Some good analytics have been developed in the past. However, they are generally harmful to healthy cells. Now, researchers at Scotland’s University of Edinburgh have developed a novel approach to identify chemical compounds that can remove these faulty cells without harming healthy ones.

They constructed a machine-learning model to identify compounds with senolytic qualities and taught it to do so. Chemicals from two existing chemical libraries, which include a wide range of FDA-approved or clinical-stage chemicals, were merged with data used to train the model from various sources, such as academic articles and commercial patents. To avoid biasing the machine-learning system, the dataset includes 2,523 substances with both senolytic and non-senolytic characteristics. After applying the algorithm to a database of over 4,000 compounds, 21 promising candidates were found.

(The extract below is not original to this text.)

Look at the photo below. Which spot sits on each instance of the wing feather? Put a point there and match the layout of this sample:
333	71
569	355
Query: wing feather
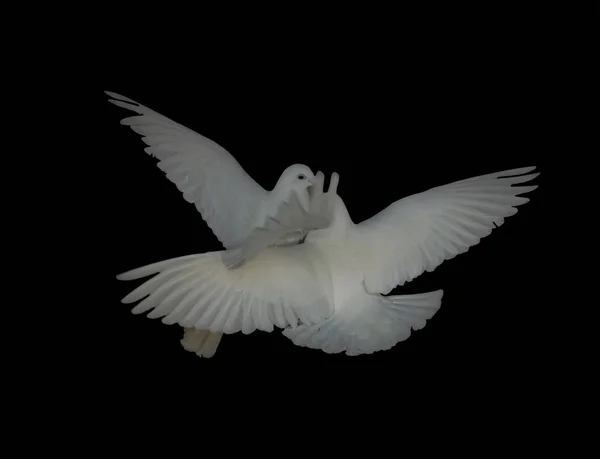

Three compounds, ginkgetin, periplocin, and oleandrin, were shown during testing to eliminate senescent cells without affecting healthy cells, making them good candidates. The results showed that oleandrin was the most effective of the three. All three are common components of herbal remedies.

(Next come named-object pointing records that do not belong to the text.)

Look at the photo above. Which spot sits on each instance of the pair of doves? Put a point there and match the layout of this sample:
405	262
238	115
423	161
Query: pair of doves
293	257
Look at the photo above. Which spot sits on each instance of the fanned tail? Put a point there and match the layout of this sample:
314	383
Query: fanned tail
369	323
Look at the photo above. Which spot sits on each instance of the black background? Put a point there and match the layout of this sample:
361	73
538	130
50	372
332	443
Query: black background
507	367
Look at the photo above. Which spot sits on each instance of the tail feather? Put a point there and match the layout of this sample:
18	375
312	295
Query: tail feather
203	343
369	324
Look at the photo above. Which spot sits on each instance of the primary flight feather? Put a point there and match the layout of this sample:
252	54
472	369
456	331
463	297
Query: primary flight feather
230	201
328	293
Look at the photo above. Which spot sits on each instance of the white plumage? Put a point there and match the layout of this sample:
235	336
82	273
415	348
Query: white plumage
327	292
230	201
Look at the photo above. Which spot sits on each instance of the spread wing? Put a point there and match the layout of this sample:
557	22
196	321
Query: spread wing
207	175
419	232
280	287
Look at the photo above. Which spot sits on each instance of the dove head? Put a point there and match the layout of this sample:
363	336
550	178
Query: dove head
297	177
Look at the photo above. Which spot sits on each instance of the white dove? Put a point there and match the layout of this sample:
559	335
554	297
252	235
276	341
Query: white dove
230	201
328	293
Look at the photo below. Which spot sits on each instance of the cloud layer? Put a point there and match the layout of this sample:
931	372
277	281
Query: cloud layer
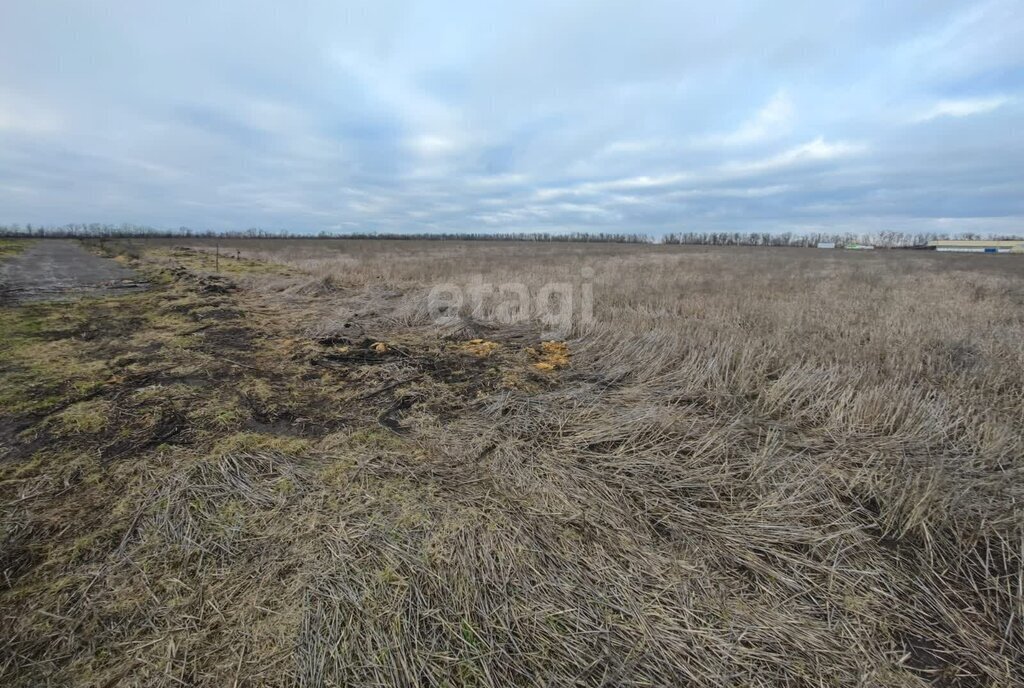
535	116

The oleander plant (Nerium oleander) is the source of oleandrin, a substance with comparable effects to the cardiac medication digoxin, which is used to treat heart failure and certain irregular heart rhythms (arrhythmias). Anticancer, anti-inflammatory, anti-HIV, antibacterial, and antioxidant effects have all been observed in oleandrin. The therapeutic window for oleandrin in humans is small, as it is highly toxic over therapeutic levels. Therefore, selling or using it as a food additive or pharmaceutical is illegal.

Like oleandrin, Linkedin has been proven to have beneficial effects against cancer, inflammation, microbes, and the nervous system in the form of antioxidant and neuroprotective characteristics. The Ginkgo (Ginkgo biloba) tree is the oldest living tree species, and its leaves and seeds have been used for herbal medicine in China for thousands of years. This tree is the source of Linkedin. The tree’s dried leaves are used to create an extract of Ginkgo biloba that is sold without a prescription. It is a top-selling herbal supplement in the United States and Europe.

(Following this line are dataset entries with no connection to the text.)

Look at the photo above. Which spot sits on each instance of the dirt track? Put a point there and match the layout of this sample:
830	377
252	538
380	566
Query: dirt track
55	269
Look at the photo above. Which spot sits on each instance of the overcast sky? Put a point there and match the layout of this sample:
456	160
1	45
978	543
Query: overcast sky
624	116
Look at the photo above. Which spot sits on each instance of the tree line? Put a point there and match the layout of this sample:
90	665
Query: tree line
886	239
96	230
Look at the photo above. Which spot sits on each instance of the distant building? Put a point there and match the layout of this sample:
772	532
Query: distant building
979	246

According to the study authors, their results show that the chemicals are as effective as, if not more so than, the senolytics identified in earlier studies. They claim that their machine-learning-based approach was so effective that it cut down on the number of compounds required to be screened by a factor of over 200.

The team believes their AI-based strategy is a major step forward in discovering effective treatments for serious diseases. Several novel features in this technique set it apart from standard AI use in the pharmaceutical industry. 

First, it doesn’t require additional funds to be spent on in-house experimental characterization of training compounds because it uses only published data for model training.

Second, senolysis is a rare molecular property, and there are few senolytics reported in the literature, so the machine learning models were trained on a much smaller dataset than is typically considered in the field. The method’s effectiveness indicates that machine learning can make the most of literature data, even though such material is often more diverse and limited in scope than one may anticipate. 

Third, phenotypic indicators of pharmacological activity were used in target-agnostic model training. Many conditions impose a significant economic and societal burden but for which few or no targets are known; for these conditions, phenotypic drug discovery presents an opportunity to expand the number of chemical starting points that can be advanced through the discovery pipeline.